As peras têm um prazo de validade relativamente curto e a sua “zona dos cachinhos dourados” pode ser indefinida. Muitas pessoas não gostam de peras que são muito firmes ou muito moles. Eles só comem peras que estão certas. Eu não sou tão exigente com as peras que vêm em minha direção. Se eles são firmes, eu os cozinho ou coloco de lado para amadurecer, se eles são macios, eles são comidos prontamente. Se eles estão entre firmes e moles, eu os aprecio crus.

O escritor do livro de receitas francês do século XVII, francois pierre de la varenne, escreveu: “a pêra é o avô da maçã, sua pobre relação, um aristocrata caído, o homem de armas de nossos domínios, que outrora, em nossa terra úmida, vivia. solitária e senhorial, preservando a memória de seu prestígio por seu comportamento altiva. ”O autor estava basicamente correto, porque as pereiras e as macieiras pertencem à mesma família de plantas que florescem na primavera. Outras árvores frutíferas que pertencem ao mesmo grupo são damasco, pêssego e até mesmo cerejeiras.

Nós tínhamos decidido dar um passeio no rastro de riverfront para desfrutar a fratura no tempo. Ao longo do caminho, notamos que alguém descuidadamente descartou o lixo do Burger King na nova superfície de concreto perto da nova ponte. Jorge disse que sentiu uma pontada de nojo que poderia ter levado a sentir-se ofendido. Ele notou seus sentimentos de repulsa aumentando. Jorge, em seguida, fez uma pausa para deixar ir nojo. Foi quando sua pérola de sabedoria simplesmente surgiu em sua cabeça.

Quem quer que jogasse fora o lixo provavelmente não teria se importado menos com a sensibilidade de jorge. O litterer nem conhece jorge, ele ou ela estava simplesmente agindo de uma maneira irracional. Essa falta de consciência talvez tenha sido possibilitada pela total falta de qualquer lixeira em qualquer lugar ao longo da trilha. A visão dos sacos e contêineres de fast food encharcados foi um motivo para solicitar que o departamento de parques da cidade considerasse colocar latas de lixo ao longo da trilha. O lixo não era uma boa razão para se sentir ofendido.

Nós seres humanos podemos ser animais profundamente inseguros e sensíveis que se ofendem facilmente. Este fato está na raiz da nova e insultante palavra “floco de neve”. É freqüentemente usado para acusar os outros de serem facilmente ofendidos. O “floco de neve” é freqüentemente usado por indivíduos politicamente desencadeados de todas as persuasões quando estão no limite de suas dificuldades durante brigas em tópicos de teclas quentes.

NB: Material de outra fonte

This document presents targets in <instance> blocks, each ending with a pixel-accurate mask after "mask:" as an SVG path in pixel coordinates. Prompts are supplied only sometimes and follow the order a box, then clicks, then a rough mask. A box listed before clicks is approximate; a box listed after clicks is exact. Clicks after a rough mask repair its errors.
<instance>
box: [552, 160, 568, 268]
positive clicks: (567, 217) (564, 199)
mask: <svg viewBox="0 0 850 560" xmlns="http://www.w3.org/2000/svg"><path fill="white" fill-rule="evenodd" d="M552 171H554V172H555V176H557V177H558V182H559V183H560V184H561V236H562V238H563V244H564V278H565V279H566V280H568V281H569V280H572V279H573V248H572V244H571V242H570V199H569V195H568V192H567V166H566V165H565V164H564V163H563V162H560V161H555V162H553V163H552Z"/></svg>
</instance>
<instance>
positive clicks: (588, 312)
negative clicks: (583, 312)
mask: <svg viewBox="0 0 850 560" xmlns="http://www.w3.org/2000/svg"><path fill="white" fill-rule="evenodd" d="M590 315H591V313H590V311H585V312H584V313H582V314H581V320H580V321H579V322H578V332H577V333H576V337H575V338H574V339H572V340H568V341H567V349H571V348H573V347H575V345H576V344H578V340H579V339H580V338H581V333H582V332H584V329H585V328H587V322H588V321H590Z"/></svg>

O que deixamos de perceber é que, como as drogas estimulantes, ofender-se é uma maneira de revelar nosso poder pessoal. Quando sentimos indignação moral, nosso pensamento torna-se menos claro. Nossos apegos a certas visões se tornam mais rígidos. Ser ofendido traz consigo o risco de se tornar mais intolerante. Em vez de estarmos dispostos a entender os outros, dobramos e nos tornamos ainda mais tacanhos.

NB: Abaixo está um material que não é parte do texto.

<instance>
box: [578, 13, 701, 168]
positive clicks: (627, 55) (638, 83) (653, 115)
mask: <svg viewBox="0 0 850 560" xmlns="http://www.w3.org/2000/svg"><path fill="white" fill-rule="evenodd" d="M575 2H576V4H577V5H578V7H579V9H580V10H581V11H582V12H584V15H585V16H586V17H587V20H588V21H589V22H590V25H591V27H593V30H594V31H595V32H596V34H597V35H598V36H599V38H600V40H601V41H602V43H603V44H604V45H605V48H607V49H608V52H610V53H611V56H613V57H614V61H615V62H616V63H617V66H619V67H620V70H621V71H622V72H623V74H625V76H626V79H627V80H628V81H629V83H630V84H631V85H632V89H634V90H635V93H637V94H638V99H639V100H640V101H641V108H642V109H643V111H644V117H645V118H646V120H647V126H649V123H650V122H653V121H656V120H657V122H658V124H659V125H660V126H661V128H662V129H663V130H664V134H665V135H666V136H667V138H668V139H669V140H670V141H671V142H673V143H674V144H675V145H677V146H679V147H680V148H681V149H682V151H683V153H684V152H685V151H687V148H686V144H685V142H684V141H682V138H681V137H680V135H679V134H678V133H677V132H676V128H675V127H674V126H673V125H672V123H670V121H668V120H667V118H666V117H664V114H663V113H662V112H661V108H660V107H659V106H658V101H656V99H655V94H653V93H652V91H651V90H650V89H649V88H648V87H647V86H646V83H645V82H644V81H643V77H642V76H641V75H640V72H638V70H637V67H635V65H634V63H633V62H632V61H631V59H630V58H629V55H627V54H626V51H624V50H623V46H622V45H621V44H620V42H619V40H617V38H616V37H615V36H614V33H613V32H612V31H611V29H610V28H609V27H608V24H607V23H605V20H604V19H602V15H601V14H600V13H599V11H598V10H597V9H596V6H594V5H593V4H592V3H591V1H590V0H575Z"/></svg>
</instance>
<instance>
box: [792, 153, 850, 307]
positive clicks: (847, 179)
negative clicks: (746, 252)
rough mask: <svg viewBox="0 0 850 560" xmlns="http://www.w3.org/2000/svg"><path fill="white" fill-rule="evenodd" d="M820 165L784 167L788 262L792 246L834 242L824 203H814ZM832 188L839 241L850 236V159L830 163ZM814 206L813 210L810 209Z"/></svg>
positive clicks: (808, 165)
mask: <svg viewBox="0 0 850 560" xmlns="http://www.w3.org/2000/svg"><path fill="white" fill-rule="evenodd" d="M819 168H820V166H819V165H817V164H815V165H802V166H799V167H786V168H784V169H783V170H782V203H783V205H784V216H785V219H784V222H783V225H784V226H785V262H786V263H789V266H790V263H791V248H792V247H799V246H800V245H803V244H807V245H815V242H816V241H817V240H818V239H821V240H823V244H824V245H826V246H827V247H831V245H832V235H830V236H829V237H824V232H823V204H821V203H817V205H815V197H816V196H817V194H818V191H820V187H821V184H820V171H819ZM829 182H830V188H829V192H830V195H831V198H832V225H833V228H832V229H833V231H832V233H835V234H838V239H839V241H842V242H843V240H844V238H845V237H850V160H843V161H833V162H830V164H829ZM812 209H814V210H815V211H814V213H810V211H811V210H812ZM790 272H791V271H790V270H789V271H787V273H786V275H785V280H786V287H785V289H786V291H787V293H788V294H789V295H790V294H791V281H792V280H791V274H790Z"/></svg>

Depois, há a questão do discurso e das ações hábeis. Estar ciente da dignidade dos outros continua sendo importante. Uma pessoa que está se desenvolvendo pessoalmente não está apenas atenta à armadilha de se ofender, ela tem o cuidado de não causar danos deliberadamente falando e agindo de maneiras que magoem os outros. Podemos nos lembrar dessa maneira: não se ofenda e não ofenda. Como muitos fragmentos de sabedoria concisa, isso não é tão fácil quanto a simplicidade implica.